Chief Minister Sheila Dikshit, acutely aware of the demands of the citizens of her city-state, a territory she’s ably administered for a decade, has pulled no stops in augmenting power supply to Delhi. She’s been in constant discussion with the Union Power Ministry, and other agencies to ensure that Delhi gets the maximum out of each situation. One clear plus
point has been that Delhi’s share from the unallocated power available with the Centre has gone up. While earlier it was 22 per cent, CM Dikshit’s intervention ensured that up to 40 per cent of the Centre’s power that is unallocated has come to Delhi this summer.
But this has not been the only reason for relief. Several other supplies have been sewn up, very methodically, with large upcoming projects. They include 750 MW from the Aravali project at Jhajjar (total 1,500 MW), nearly 900 MW from the Dadri NTPC project (total 980 MW), about 750 MW from the Bamnauli project in south-west Delhi, and 1,500 MW from the gas-based project at Bawana, 400 MW from the Damodar Valley Corporation. Delhi’s total peak demand is about 4,200 MW.

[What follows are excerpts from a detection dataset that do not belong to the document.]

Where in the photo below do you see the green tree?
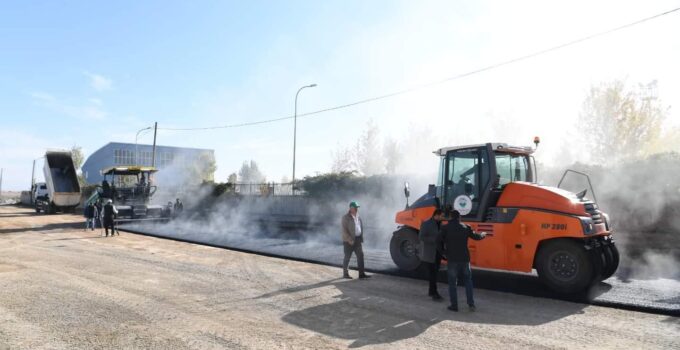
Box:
[579,80,668,164]
[238,160,266,184]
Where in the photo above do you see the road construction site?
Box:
[0,206,680,349]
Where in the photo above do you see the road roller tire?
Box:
[536,239,600,294]
[390,228,422,271]
[602,243,619,280]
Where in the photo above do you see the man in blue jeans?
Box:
[439,210,486,311]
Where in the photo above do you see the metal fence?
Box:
[233,182,304,197]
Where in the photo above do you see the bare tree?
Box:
[579,80,668,164]
[331,147,357,173]
[227,173,238,184]
[355,121,385,175]
[383,138,401,174]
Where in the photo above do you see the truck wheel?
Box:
[390,228,421,271]
[602,243,619,280]
[536,240,596,294]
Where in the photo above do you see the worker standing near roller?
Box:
[440,210,486,311]
[104,199,120,237]
[418,209,442,300]
[341,202,371,279]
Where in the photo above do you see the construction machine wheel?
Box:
[536,239,599,294]
[602,243,619,280]
[390,227,422,271]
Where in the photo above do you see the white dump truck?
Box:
[35,150,80,214]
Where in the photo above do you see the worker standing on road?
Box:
[174,198,184,217]
[341,202,371,279]
[83,203,96,231]
[94,198,104,228]
[440,210,486,311]
[418,209,442,300]
[104,199,120,237]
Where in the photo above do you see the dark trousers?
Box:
[342,239,365,276]
[104,218,116,236]
[425,253,442,295]
[448,261,475,307]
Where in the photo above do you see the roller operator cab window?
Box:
[494,153,533,188]
[440,148,490,216]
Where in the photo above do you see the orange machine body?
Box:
[396,182,611,272]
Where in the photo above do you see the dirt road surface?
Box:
[0,206,680,349]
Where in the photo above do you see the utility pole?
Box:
[151,122,158,167]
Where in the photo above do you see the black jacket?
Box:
[439,221,484,263]
[83,204,94,219]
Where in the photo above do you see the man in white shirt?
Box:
[341,202,371,279]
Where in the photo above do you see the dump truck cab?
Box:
[390,142,618,293]
[94,166,163,220]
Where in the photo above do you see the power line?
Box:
[158,7,680,131]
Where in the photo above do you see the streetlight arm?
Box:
[135,126,153,165]
[292,84,316,194]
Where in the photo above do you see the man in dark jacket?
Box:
[418,209,442,300]
[440,210,486,311]
[83,203,95,231]
[173,198,184,216]
[104,199,120,237]
[340,202,371,279]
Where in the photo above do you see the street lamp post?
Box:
[135,126,152,165]
[292,84,316,194]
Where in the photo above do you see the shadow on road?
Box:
[0,222,85,234]
[257,275,586,348]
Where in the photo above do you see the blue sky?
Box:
[0,1,680,190]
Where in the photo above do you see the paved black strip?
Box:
[120,226,680,317]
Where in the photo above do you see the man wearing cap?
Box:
[341,202,371,279]
[104,199,120,237]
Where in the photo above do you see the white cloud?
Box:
[84,72,113,91]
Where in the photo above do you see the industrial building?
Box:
[81,142,215,184]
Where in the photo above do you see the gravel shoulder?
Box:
[0,206,680,349]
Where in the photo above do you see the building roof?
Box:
[101,142,215,152]
[102,165,158,175]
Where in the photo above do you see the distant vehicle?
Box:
[34,150,80,214]
[86,166,168,221]
[390,138,619,294]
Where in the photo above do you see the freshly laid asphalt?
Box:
[120,224,680,317]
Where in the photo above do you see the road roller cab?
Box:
[390,138,618,293]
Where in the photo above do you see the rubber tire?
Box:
[390,227,422,271]
[602,243,619,280]
[536,239,599,294]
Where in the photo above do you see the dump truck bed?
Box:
[43,151,80,207]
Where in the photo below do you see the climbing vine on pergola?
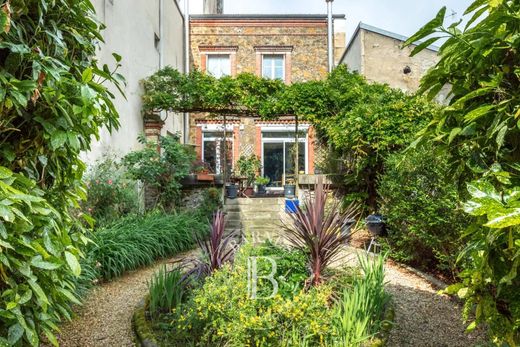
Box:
[143,65,437,209]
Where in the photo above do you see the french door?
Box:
[262,132,307,189]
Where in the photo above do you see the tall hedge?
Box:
[0,0,121,346]
[378,146,469,280]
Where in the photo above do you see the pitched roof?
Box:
[190,14,345,20]
[340,22,439,63]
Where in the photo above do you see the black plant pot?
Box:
[226,184,238,199]
[365,214,385,237]
[283,184,296,198]
[181,174,197,186]
[256,184,267,196]
[215,174,224,185]
[341,218,356,235]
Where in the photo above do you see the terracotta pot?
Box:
[244,187,255,197]
[197,173,215,182]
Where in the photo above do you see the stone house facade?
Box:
[83,0,189,165]
[340,23,448,102]
[190,14,344,189]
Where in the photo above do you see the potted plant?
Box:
[283,179,296,199]
[236,155,262,196]
[255,176,271,195]
[226,183,238,199]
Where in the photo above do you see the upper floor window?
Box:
[262,54,285,80]
[206,54,231,78]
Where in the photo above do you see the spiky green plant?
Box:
[332,256,389,346]
[148,265,186,316]
[284,180,359,285]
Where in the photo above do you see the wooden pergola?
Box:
[209,110,300,201]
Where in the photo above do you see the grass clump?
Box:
[80,211,208,280]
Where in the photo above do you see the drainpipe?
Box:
[183,0,190,144]
[159,0,164,69]
[325,0,334,72]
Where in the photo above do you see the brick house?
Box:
[190,14,345,189]
[339,23,449,103]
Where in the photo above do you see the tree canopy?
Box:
[143,65,436,210]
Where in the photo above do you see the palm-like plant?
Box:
[284,179,359,285]
[181,210,237,282]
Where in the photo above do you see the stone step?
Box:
[226,198,285,206]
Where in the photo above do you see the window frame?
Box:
[261,52,287,81]
[205,52,233,78]
[200,129,235,175]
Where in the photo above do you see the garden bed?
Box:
[134,243,393,346]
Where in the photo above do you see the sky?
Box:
[189,0,473,41]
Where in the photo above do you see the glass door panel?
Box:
[285,142,305,179]
[264,142,284,187]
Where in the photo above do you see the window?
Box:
[202,131,233,174]
[206,54,231,78]
[262,54,285,80]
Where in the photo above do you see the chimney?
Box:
[204,0,224,14]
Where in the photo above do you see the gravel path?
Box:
[54,250,485,347]
[52,253,195,347]
[386,264,485,347]
[335,248,486,347]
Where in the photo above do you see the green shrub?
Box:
[331,256,390,346]
[82,157,139,227]
[0,0,122,346]
[123,135,195,209]
[148,265,187,316]
[189,246,332,346]
[379,147,468,278]
[86,212,208,280]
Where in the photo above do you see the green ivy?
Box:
[0,0,122,346]
[122,135,195,208]
[143,65,436,209]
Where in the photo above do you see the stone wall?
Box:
[361,31,439,93]
[190,17,327,82]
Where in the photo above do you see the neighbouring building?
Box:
[340,23,448,101]
[84,0,189,165]
[190,14,345,190]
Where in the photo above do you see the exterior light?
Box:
[325,0,334,72]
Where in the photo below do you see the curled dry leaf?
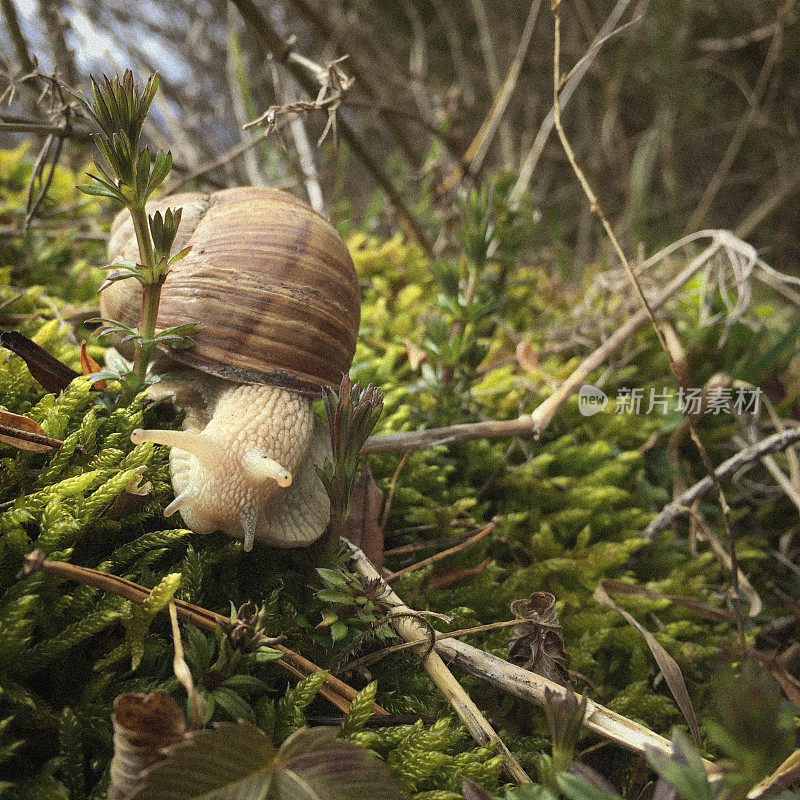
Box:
[81,340,106,389]
[0,331,78,392]
[508,592,569,686]
[0,411,64,453]
[108,692,186,800]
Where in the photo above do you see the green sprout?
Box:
[317,375,383,551]
[78,70,196,394]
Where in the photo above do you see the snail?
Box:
[101,187,360,550]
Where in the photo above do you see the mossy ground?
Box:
[0,153,800,800]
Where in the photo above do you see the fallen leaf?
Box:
[0,331,79,392]
[0,411,64,453]
[108,692,186,800]
[130,722,412,800]
[594,581,700,747]
[508,592,570,686]
[81,340,106,389]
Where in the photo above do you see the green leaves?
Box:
[78,70,172,206]
[317,375,383,532]
[131,722,404,800]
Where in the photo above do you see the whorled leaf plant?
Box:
[78,70,195,397]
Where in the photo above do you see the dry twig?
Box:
[644,428,800,539]
[346,542,714,771]
[341,539,531,783]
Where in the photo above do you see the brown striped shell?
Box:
[101,187,360,395]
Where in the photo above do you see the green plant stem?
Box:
[128,205,162,385]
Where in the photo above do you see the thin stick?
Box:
[686,0,796,230]
[644,428,800,539]
[436,639,716,773]
[470,0,512,170]
[361,231,726,455]
[347,619,536,670]
[442,0,542,191]
[508,0,630,208]
[386,517,500,581]
[232,0,433,255]
[341,539,531,783]
[343,540,715,771]
[381,450,411,532]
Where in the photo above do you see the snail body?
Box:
[101,188,360,550]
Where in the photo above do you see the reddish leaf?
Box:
[108,692,186,800]
[0,411,64,453]
[81,340,106,389]
[0,331,78,392]
[508,592,569,686]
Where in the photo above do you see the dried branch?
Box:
[386,517,500,581]
[508,0,631,206]
[341,539,531,783]
[470,0,512,169]
[17,550,389,714]
[551,0,746,653]
[232,0,433,255]
[686,0,797,231]
[443,0,542,190]
[343,540,714,771]
[644,428,800,539]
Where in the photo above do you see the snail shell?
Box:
[101,188,360,550]
[102,187,360,396]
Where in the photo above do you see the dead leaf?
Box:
[508,592,570,686]
[0,331,79,392]
[403,339,428,372]
[81,339,106,389]
[345,459,383,570]
[594,581,700,747]
[0,411,64,453]
[108,692,186,800]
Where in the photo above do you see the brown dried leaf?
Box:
[108,692,186,800]
[508,592,570,686]
[0,411,64,453]
[0,331,78,392]
[81,340,106,389]
[594,581,700,747]
[345,459,384,569]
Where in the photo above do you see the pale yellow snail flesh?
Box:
[131,375,330,550]
[101,187,360,550]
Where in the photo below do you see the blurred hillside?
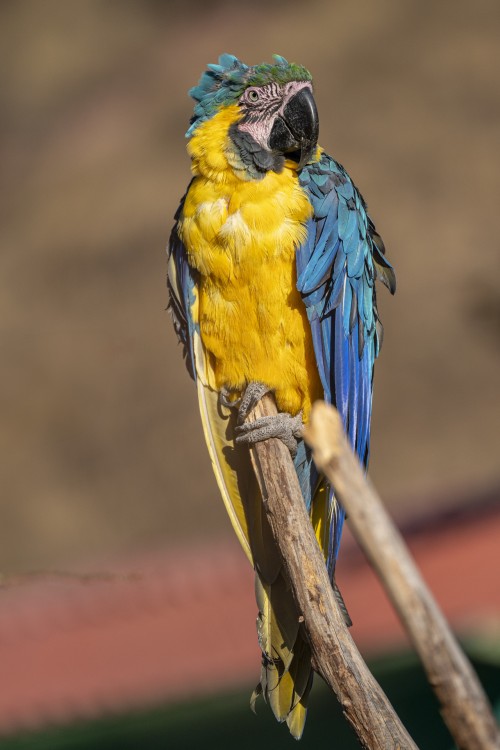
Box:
[0,0,500,570]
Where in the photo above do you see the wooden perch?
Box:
[300,402,500,750]
[249,395,417,750]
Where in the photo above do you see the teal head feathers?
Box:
[186,54,318,179]
[186,54,312,138]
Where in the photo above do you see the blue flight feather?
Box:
[296,154,393,577]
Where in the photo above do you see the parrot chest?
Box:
[180,169,322,418]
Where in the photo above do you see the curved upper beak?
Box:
[269,87,319,169]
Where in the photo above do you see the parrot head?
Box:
[186,54,319,176]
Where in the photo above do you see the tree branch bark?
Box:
[304,402,500,750]
[249,395,418,750]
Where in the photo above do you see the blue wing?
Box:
[296,154,395,576]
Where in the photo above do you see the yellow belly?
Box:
[180,108,322,419]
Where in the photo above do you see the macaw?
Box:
[167,54,395,738]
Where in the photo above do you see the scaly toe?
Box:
[219,385,241,409]
[238,380,272,424]
[235,412,302,458]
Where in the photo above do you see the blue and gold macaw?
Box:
[168,54,395,738]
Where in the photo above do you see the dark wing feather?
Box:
[167,188,197,379]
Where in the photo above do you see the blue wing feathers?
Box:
[297,154,395,576]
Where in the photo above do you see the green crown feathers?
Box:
[186,54,312,138]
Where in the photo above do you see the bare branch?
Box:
[249,395,417,750]
[305,402,500,750]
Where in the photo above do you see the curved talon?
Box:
[235,412,303,458]
[238,380,272,424]
[219,385,241,409]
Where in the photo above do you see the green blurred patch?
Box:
[2,654,500,750]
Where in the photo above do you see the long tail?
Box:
[194,370,313,738]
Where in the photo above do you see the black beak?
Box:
[269,87,319,169]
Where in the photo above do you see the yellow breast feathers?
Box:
[179,107,322,419]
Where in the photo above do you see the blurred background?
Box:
[0,0,500,748]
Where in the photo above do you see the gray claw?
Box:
[235,412,303,458]
[219,385,241,409]
[238,380,272,426]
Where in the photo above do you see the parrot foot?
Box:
[219,385,241,409]
[235,412,303,458]
[238,380,272,425]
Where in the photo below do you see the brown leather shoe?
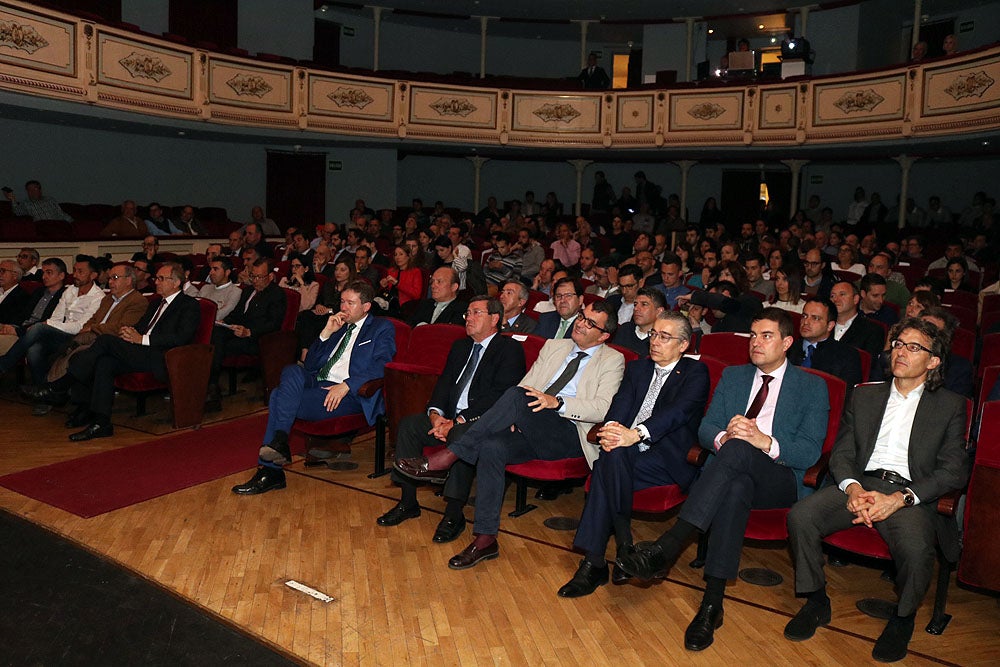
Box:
[393,456,448,484]
[448,541,500,570]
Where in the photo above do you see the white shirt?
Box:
[316,315,368,384]
[715,359,788,460]
[45,284,104,336]
[837,381,927,502]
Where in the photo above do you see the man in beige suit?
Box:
[395,301,625,570]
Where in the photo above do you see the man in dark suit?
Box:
[576,53,611,90]
[409,266,466,327]
[497,280,537,334]
[378,296,525,544]
[788,298,863,396]
[785,319,969,662]
[533,278,583,338]
[559,314,709,598]
[615,308,830,651]
[614,287,667,358]
[395,301,625,570]
[830,281,885,359]
[232,280,396,496]
[207,257,286,410]
[27,262,201,442]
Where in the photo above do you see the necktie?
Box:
[146,299,167,334]
[802,343,816,368]
[455,343,483,410]
[545,350,587,396]
[746,375,774,419]
[556,319,572,339]
[316,322,355,380]
[632,368,668,452]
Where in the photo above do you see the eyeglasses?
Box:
[890,338,932,354]
[580,315,608,333]
[649,331,684,343]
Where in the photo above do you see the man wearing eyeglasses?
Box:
[785,318,969,662]
[206,257,286,411]
[534,278,583,338]
[615,308,830,651]
[26,262,201,442]
[559,314,709,598]
[395,301,625,570]
[377,295,525,544]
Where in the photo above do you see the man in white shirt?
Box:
[785,319,969,662]
[197,257,242,320]
[0,255,104,386]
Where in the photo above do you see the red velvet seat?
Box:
[698,332,750,366]
[222,287,302,395]
[292,317,411,477]
[115,299,218,428]
[823,399,972,635]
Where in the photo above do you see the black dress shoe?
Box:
[393,456,448,484]
[69,424,115,442]
[375,503,420,526]
[448,542,500,570]
[257,431,292,466]
[785,598,832,642]
[23,384,69,405]
[872,614,913,662]
[684,604,722,651]
[615,543,668,579]
[431,515,465,544]
[558,558,608,598]
[233,466,285,496]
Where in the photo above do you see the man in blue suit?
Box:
[559,311,710,598]
[616,308,830,651]
[233,280,396,495]
[533,278,583,338]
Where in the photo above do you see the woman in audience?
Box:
[945,257,976,293]
[906,290,941,317]
[375,245,424,317]
[278,256,319,313]
[833,243,867,278]
[771,268,805,313]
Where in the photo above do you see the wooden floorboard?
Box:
[0,386,1000,665]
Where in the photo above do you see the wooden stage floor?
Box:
[0,383,1000,665]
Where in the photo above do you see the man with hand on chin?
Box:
[785,318,969,662]
[233,280,396,496]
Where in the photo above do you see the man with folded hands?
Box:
[377,295,525,544]
[559,314,709,598]
[395,301,625,570]
[233,280,396,496]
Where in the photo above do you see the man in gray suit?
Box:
[395,301,625,570]
[785,318,969,662]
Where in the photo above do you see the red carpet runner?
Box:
[0,413,267,518]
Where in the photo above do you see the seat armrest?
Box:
[358,378,385,398]
[802,452,830,489]
[587,422,604,445]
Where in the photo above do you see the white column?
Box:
[892,154,920,229]
[372,6,383,72]
[674,160,698,222]
[781,160,809,218]
[566,160,594,215]
[681,16,694,81]
[465,155,490,213]
[479,16,490,79]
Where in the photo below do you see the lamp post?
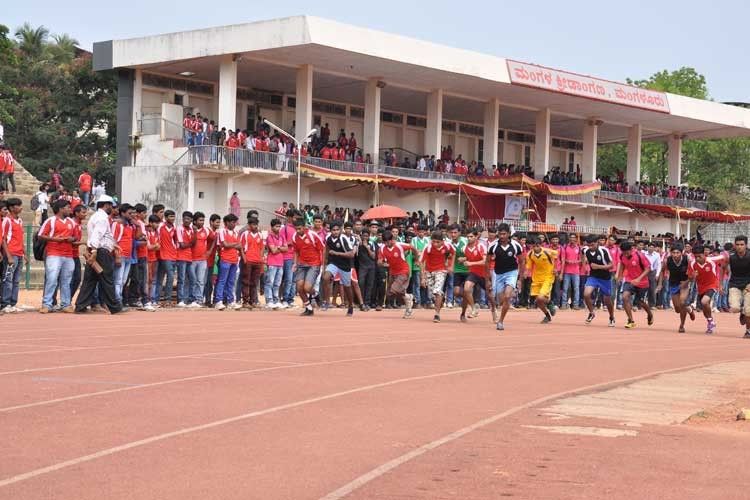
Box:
[263,118,318,210]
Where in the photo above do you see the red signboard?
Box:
[508,59,669,113]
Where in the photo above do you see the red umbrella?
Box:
[362,205,408,220]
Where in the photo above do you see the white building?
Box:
[94,16,750,234]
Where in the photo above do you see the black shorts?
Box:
[453,273,469,288]
[622,283,648,304]
[466,273,485,288]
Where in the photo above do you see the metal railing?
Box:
[598,191,708,210]
[174,146,466,181]
[467,219,610,234]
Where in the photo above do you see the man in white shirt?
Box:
[643,241,661,307]
[76,195,123,314]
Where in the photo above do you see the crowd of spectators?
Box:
[598,170,708,201]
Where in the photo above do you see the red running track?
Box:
[0,311,750,500]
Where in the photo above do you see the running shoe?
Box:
[706,319,716,333]
[547,303,557,316]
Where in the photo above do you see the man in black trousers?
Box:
[76,195,122,314]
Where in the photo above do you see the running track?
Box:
[0,310,750,500]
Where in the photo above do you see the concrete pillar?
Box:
[362,78,381,163]
[294,64,313,141]
[133,69,143,134]
[581,120,602,183]
[667,134,682,186]
[217,54,237,130]
[534,108,552,177]
[625,124,642,186]
[484,99,500,168]
[424,89,444,158]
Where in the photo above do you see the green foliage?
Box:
[597,67,750,213]
[0,23,117,186]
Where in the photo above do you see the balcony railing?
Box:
[174,146,466,180]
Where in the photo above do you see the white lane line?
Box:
[31,377,141,387]
[0,340,628,413]
[0,351,636,487]
[190,356,299,366]
[320,360,748,500]
[0,332,604,376]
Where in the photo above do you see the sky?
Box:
[7,0,750,102]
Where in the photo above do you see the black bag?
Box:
[34,231,47,262]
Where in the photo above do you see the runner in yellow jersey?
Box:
[526,238,557,323]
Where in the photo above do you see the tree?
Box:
[0,23,117,186]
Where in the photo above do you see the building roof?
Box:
[93,16,750,142]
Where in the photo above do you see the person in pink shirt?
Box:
[264,219,294,309]
[560,233,581,309]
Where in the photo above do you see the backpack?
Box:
[30,193,39,212]
[33,231,47,262]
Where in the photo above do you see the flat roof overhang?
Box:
[94,16,750,143]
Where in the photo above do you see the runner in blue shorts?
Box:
[583,235,615,328]
[656,243,695,333]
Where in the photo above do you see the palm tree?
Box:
[15,23,49,57]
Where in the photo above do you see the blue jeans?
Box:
[263,266,284,304]
[282,259,296,304]
[115,257,130,302]
[214,260,237,304]
[2,255,23,307]
[151,260,174,304]
[42,255,75,309]
[175,260,192,303]
[189,259,208,304]
[562,274,581,307]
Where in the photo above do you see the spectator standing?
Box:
[78,167,93,207]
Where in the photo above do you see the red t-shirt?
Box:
[159,222,177,260]
[144,229,159,262]
[420,241,456,273]
[292,229,325,267]
[133,220,148,259]
[464,243,487,278]
[175,226,193,262]
[240,231,265,264]
[67,217,83,259]
[216,228,240,264]
[39,215,73,257]
[620,249,651,288]
[378,243,414,276]
[688,255,724,295]
[191,227,211,262]
[112,220,133,259]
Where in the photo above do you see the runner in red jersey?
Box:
[688,245,724,333]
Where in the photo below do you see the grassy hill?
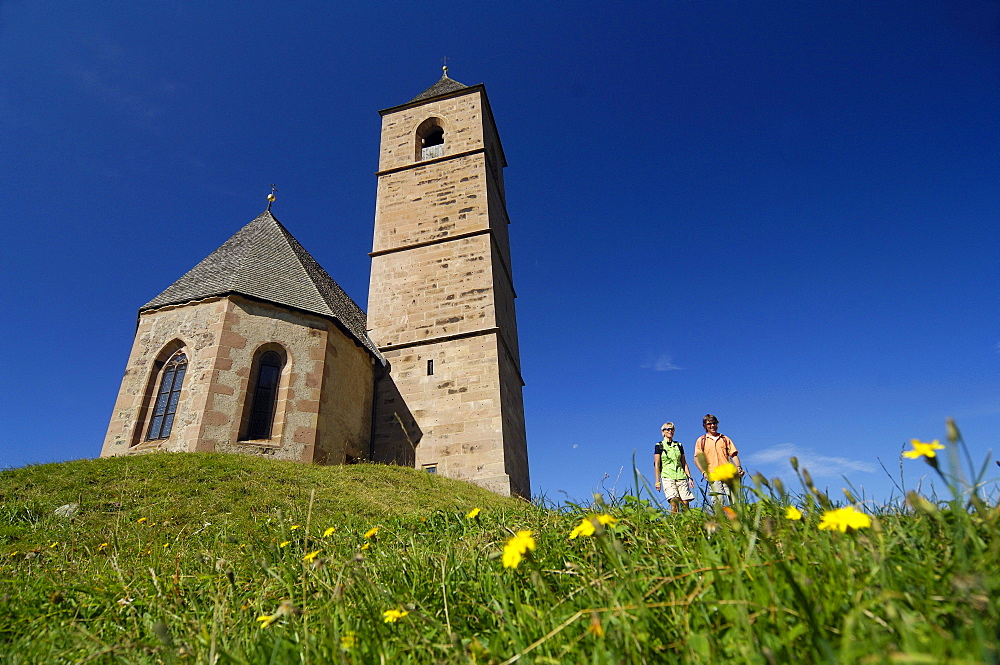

|"We are leaving nothing to chance in an effort to bring relief to the citizens of Delhi. This summer has been vastly different in terms of power cuts. The power supply situation is improving all the time"
Delhi Chief Minister Sheila Dikshit
CM Dikshit also announced that an account of Rs 400 crore would be created to provide short-term loans to discoms so that they could not cite funds crunch as a reason for being unable to purchase power to meet Delhi’s requirements. “We are leaving nothing to chance in an effort to bring relief to the citizens of Delhi. This summer has been vastly different in terms of power cuts,” says the CM. “The power supply situation is improving all the time.”
Things are defintely better than it was a year ago. In the summer of 2007, the peak power demand stayed around the 3,500 MW mark while the power department could manage to supply just about 3,100 MW, a figure that turned out to be the requirement for winter months when less power is drawn for purposes of running
airconditioners, coolers and fans. Not this time. Through the tie-up with the
Centre, Delhi will now get power from grids that serve Gujarat, Himachal
Pradesh, West Bengal, Orissa and Rajasthan.
Delhi Transco, the State Government-owned transmission utility, will also strengthen and upgrade its power transmission network. A provision for Rs 2,000 crore has already been made in the 11th Five Year Plan for upgrading the transmission network. Another very significant tranche of Rs 30,000 crore has been earmarked for augmenting power generation in the Capital.
What does the future hold? According to projections made by officials in the Power Department of Delhi Government, the city-state’s power requirement will grow at an annual rate of 6 per cent. This takes into account larger industrial usage, and increasing usage of high-end cooling, and heating, by a larger population base.
Given this scenario, the projected requirement by the time of the Commonwealth Games in October 2010 will be about 5,000 MW. This would include the 90 MW or so that would be required by the Games village, venues and practice grounds. Delhi hopes to meet this increasing demand from power that will be available from a 2,500 MW plant coming up at the
In another move, the Delhi Government has given its nod for setting up a new special court for power-related cases. There are already five special power courts functioning in the Capital. Nine new appointments for the new court have also been approved. In this connection it must be mentioned that with the privatisation of power, distribution has been a success as power thefts have been curtailed, and complaints about faulty meters are looked into by a speedy mechanism in place.
A bit more on the Commonwealth Games. The Government led by CM Dikshit is very keen to make it a glitch-free event, at all costs. Alternate sources of supply are being made available to each venue, and the Games village. After all, plenty of prestige will hang around the manner in which the Commonwealth Games will be conducted. While the existing power infrastructure is being upgraded in most venues, those like the Jawaharlal Nehru Stadium and the Games Village will see new substations coming up.
Overall, it does appear that the city of the powerful is not just about to lose any power.